Third-Party SDK Utilization and Mobile App Market Performance: An Empirical Study from the Boundary-Spanning Perspective

Abstract: In the highly competitive mobile market, third-party vendors located outside the purview of the hosting mobile platforms are becoming major suppliers of functional toolkits for mobile app development and innovation. Mobile app developers, however, face the uncertainty of whether and how to use third-party software development kits (SDKs) from these external vendors to create more appealing and engaging mobile apps. This study examines the extent to and the conditions under which third-party SDK utilization affects mobile app market performance. Drawing on the platform ecosystem literature and boundary object theory, we contextualize the boundary-spanning practice in mobile app development as the extent to which developers utilize third-party SDKs and theorize the performance impact of third-party SDKs. Moreover, the boundary-spanning perspective leads us to examine how the performance impact of third-party SDKs varies across two types (i.e., tool-type versus platform-type), the evolution of platform boundaries, and levels of developer platform-specific experience.

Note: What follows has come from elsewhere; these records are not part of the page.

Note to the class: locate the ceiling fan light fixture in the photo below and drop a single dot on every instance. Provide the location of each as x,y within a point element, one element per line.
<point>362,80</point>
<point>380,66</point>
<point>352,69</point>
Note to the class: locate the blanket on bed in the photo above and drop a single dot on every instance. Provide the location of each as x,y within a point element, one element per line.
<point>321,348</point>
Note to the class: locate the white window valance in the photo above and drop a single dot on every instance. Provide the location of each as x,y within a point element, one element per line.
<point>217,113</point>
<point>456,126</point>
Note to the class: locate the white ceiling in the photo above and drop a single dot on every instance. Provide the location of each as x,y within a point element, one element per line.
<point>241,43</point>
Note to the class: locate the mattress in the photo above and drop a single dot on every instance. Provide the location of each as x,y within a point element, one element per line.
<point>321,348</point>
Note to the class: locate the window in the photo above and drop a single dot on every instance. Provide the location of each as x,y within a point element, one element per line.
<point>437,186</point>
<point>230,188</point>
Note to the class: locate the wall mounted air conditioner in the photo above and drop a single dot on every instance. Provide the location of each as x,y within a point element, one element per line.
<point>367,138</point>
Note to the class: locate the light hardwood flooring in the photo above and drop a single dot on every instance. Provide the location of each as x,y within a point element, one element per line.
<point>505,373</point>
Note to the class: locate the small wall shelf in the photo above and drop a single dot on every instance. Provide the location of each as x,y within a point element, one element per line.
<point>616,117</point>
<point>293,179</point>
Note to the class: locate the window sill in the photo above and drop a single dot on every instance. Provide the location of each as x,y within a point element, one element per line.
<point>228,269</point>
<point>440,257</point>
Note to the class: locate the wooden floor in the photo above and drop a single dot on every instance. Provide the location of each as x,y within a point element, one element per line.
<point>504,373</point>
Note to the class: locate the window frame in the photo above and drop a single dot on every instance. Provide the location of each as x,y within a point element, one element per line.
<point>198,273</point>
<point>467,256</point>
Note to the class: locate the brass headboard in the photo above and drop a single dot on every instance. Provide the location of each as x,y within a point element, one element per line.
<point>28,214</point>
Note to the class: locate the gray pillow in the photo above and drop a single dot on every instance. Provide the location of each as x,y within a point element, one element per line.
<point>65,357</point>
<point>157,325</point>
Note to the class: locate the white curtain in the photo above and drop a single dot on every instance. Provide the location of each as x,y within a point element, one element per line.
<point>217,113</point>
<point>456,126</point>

By conducting difference-in-differences-style analyses on a longitudinal dataset of 335,958 multi-homing mobile apps released on Apple App Store and Google Play, our study reveals that utilizing more third-party SDKs is positively associated with daily active users of mobile apps. Such positive impact is limited to tool-type third-party SDKs, however, and is attenuated by platform updates and developers’ platform-specific experience. This study contributes to the platform-based software innovation and platform governance literature and provides managerial implications for app developers, platform managers, and third-party SDK providers.